There were 1,779 households, out of which 33.4% had children under the age of 18 living with them, 51.5% were married couples living together, 16.5% had a female householder with no husband present, and 27.5% were non-families. 25.4% of all households were made up of individuals, and 11.7% had someone living alone who was 65 years of age or older. The average household size was 2.55 and the average family size was 3.07.

In the town, the population was spread out, with 27.4% under the age of 18, 8.1% from 18 to 24, 26.4% from 25 to 44, 23.0% from 45 to 64, and 15.1% who were 65 years of age or older. The median age was 38 years. For every 100 females, there were 91.2 males. For every 100 females age 18 and over, there were 86.4 males.

The median income for a household in the town was $29,500, and the median income for a family was $36,917. Males had a median income of $31,667 versus $21,455 for females. The per capita income for the town was $14,478. About 17.8% of families and 19.1% of the population were below the poverty line, including 25.2% of those under age 18 and 13.5% of those age 65 or over.

==Arts and culture==
===Sites of interest===
The Tacony Plantation in Vidalia is listed on the National Register of Historic Places.

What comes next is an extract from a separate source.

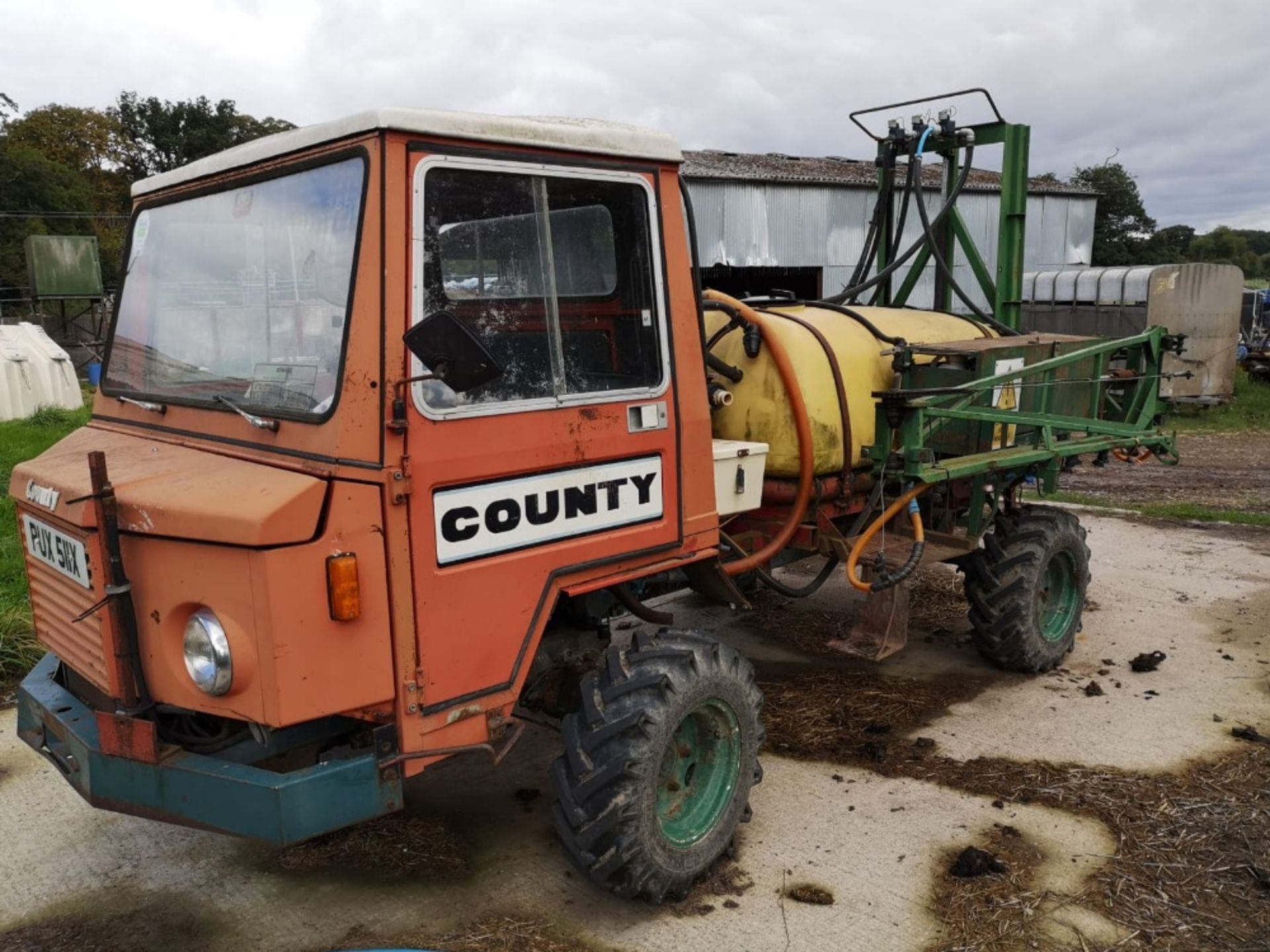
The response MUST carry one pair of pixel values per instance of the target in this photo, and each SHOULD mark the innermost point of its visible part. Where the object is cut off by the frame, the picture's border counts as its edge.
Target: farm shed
(796, 222)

Vidalia Landing Riverfront Park has landscaped green space, a hotel, convention and conference center; amphitheater; and health facilities: ambulatory care center and acute care facility; a walking/biking trail, and public boat ramps.

With the city's purchase of 70+ acres, Concordia Recreation District #3 constructed a Sports Complex. Municipal Park is also home to the newly constructed City Hall, Police Station, and Fire Department. In addition to municipal services and sports, the park accommodates the Dr. William T. Polk City Park and the Vidalia Community Garden.